Multiple signs point to a technology industry that’s alive and well. Global IT spending is projected to increase 1.4 percent this year, suggesting the sector will continue its trend of outperforming overall economic growth.
Despite optimistic forecasts, IT organizations aren’t immune to turbulence. The rapid commoditization of hardware and software, paired with evolving enterprise technology adoption habits, is taking a toll on profitability. As TSIA analysis shows, 29 major IT organizations lost a combined $3 billion in product revenues during the first three quarters of 2016.
Technology manufacturers faced with shrinking product sales are leaning on their maintenance and support practices to offset the loss. But many are quickly finding that sustaining maintenance revenue with internal resources alone is easier said than done.
The Complicated State of IT Revenue Generation
Multiple factors have contributed to the diminishing state of tech product revenues.
For starters, the profile of the traditional IT buyer is changing. More procurement decisions are being made by line of business managers – not just the IT department. This decentralization of power means each team has a smaller technology budget to pull from, impeding managers’ ability to get approval on big-ticket deployments. At the same time, the industry’s move toward as-a-service subscription models lets customers only buy what they need or pay for usage, rather than lay out large amounts of capital.
In this new world of product sales, it makes perfect sense why IT vendors want to double down on maintenance contracts. Attracting revenue from current customers can be three to four times less costly than closing new prospects. The roadblock many IT organizations are stumbling into, however, is a lack of resources to efficiently secure support deals and renewals.
Account representatives are already tasked with both landing new customers and securing support contract renewals. Inevitably, the majority of teams’ time is often devoted to servicing marquee clients, leaving as much as 60-80 percent uncaptured maintenance revenue on the table. Rather than sacrifice those profits or admonish employees for failing to (essentially) do two jobs at once, IT organizations have another, much more cost-effective alternative: outsourcing.
Landing on the Right Outsourcing Partner
There are multiple business cases to justify outsourcing your maintenance practice, but few are as pressing as the need to accelerate revenue generation. Bringing in an experienced third party provider to oversee your maintenance practice eliminates the cost and time of hiring and training new renewals employees, so you can start closing contracts from day one.
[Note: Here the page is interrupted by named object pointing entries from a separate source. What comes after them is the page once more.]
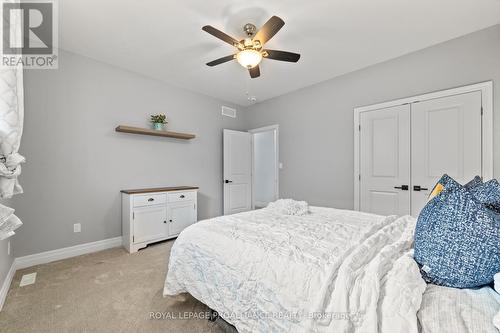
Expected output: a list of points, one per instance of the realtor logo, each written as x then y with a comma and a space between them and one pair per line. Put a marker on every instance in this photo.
29, 34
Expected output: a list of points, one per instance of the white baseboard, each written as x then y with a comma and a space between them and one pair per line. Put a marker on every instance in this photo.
67, 252
6, 284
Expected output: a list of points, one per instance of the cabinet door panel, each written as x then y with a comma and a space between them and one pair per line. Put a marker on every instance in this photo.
446, 138
385, 161
181, 215
149, 223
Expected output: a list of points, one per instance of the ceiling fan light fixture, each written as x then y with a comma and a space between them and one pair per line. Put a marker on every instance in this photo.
249, 58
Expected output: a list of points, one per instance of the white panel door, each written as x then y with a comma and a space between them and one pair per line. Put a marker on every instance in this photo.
237, 172
150, 223
385, 161
446, 138
180, 215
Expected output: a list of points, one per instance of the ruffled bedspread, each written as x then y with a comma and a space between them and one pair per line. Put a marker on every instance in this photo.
327, 271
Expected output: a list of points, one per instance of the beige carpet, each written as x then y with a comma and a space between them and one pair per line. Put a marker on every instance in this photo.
108, 291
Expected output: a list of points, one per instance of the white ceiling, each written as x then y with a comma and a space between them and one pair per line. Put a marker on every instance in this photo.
163, 38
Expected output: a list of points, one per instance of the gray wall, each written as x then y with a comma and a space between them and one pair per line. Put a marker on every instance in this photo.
77, 164
5, 260
316, 123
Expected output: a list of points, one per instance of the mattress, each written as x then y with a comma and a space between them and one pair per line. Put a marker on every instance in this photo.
328, 270
451, 310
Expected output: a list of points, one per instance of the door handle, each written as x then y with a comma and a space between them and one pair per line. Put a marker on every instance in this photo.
419, 188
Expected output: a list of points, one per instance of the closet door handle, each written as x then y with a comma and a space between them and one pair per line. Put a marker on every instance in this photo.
418, 188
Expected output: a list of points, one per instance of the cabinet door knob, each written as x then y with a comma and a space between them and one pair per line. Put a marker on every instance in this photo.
419, 188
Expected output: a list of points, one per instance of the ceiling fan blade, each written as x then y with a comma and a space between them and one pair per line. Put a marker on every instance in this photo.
221, 60
254, 72
269, 29
281, 55
221, 35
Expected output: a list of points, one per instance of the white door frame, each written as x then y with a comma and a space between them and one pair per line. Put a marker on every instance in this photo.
276, 129
486, 89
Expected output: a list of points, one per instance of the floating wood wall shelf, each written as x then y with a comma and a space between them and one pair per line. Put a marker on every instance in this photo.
146, 131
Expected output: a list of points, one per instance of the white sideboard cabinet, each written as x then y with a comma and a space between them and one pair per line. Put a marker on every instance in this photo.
155, 214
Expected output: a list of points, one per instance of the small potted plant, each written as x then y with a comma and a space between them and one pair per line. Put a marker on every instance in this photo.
159, 121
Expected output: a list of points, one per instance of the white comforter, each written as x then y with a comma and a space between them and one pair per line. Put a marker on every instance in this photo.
329, 270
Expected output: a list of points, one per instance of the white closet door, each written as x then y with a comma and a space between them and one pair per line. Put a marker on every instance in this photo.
446, 138
237, 172
385, 161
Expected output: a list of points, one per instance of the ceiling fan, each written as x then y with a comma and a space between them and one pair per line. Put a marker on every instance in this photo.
251, 49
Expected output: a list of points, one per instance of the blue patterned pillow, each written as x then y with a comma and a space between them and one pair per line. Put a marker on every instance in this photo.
488, 194
477, 181
457, 239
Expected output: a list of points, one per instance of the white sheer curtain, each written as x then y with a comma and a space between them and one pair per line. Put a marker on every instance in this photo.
11, 129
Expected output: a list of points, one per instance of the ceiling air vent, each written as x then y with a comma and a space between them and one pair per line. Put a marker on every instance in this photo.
228, 112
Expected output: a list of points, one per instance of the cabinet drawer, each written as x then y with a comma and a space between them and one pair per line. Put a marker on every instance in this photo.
181, 196
149, 200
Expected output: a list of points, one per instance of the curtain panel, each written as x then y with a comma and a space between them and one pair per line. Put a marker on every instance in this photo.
11, 129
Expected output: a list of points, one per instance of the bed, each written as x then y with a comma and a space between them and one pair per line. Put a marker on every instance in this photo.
328, 270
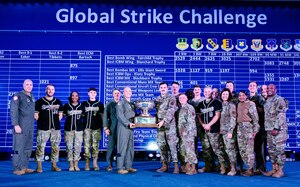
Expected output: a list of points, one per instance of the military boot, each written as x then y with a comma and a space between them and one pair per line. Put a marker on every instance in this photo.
87, 165
248, 173
39, 167
222, 168
271, 172
176, 168
163, 168
95, 164
55, 167
206, 168
279, 173
76, 165
192, 170
232, 171
71, 166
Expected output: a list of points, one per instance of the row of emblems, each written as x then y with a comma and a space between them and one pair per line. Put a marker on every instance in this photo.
241, 44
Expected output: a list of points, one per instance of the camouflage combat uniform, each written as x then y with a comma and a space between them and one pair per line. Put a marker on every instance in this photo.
247, 118
228, 123
187, 133
167, 139
73, 129
110, 121
212, 138
48, 125
275, 119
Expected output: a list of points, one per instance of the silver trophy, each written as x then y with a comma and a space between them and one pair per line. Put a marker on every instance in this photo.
145, 119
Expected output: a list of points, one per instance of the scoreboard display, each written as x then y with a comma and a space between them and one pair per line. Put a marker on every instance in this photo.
76, 47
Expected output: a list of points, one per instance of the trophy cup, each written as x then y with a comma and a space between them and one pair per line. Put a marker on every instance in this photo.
145, 119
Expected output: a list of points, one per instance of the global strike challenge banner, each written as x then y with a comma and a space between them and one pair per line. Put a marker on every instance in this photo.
78, 46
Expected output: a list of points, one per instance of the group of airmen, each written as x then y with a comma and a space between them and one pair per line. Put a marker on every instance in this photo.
233, 129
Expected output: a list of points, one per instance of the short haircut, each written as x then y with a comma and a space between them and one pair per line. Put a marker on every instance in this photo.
163, 83
226, 90
92, 89
244, 92
197, 86
174, 82
70, 97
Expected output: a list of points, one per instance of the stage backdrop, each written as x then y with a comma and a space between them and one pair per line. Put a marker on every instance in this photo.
77, 46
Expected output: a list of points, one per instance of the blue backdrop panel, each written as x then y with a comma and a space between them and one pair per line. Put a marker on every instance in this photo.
104, 46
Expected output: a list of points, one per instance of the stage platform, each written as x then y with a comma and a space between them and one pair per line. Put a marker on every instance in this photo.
145, 177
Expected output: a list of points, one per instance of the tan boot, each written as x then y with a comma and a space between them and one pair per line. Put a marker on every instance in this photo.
95, 164
248, 173
19, 172
206, 168
192, 170
55, 167
176, 168
232, 171
71, 166
39, 167
184, 167
271, 172
222, 169
87, 165
76, 165
163, 168
279, 173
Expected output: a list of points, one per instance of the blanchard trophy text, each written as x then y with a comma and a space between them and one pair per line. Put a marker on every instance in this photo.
145, 119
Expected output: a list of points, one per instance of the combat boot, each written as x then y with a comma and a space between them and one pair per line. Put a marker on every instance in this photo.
271, 172
39, 167
27, 170
184, 167
95, 164
19, 172
76, 165
71, 166
176, 168
192, 170
248, 173
222, 168
55, 167
87, 165
206, 168
279, 173
163, 168
232, 171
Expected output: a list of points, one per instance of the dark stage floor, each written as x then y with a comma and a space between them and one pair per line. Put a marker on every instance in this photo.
146, 176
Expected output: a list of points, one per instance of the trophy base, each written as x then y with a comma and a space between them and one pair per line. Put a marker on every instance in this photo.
145, 121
Rather than replace existing account reps, outsourcing providers free up in-house teams to focus on sales and major accounts.
Realizing these benefits, especially given the complexity of IT sales, hinges on finding the right partner. Here are four questions business leaders can use to identify the best provider.
- Do they understand our business? IT organizations are rife with complexity. From the various tiers of channel partnerships to the endless details that accompany each customer contract (e.g., licenses, warranties, prerequisite services, payment terms, etc.), IT maintenance is a nuanced operation that demands industry expertise. When vetting providers, do ample due diligence to gauge whether or not a firm generalizes across industries or specializes in IT.
- Do they understand our data (and what to do with it)? Just as important as a partner who’s familiar with your industry is one who knows how to handle maintenance contract data. Any potential provider should have the capabilities to help bring structure to your data, centralizing customer contract details regardless of format or source. A focus on data security, smooth data integration, and ability to parse data for different channel partners are all signs of a viable outsourcing partner.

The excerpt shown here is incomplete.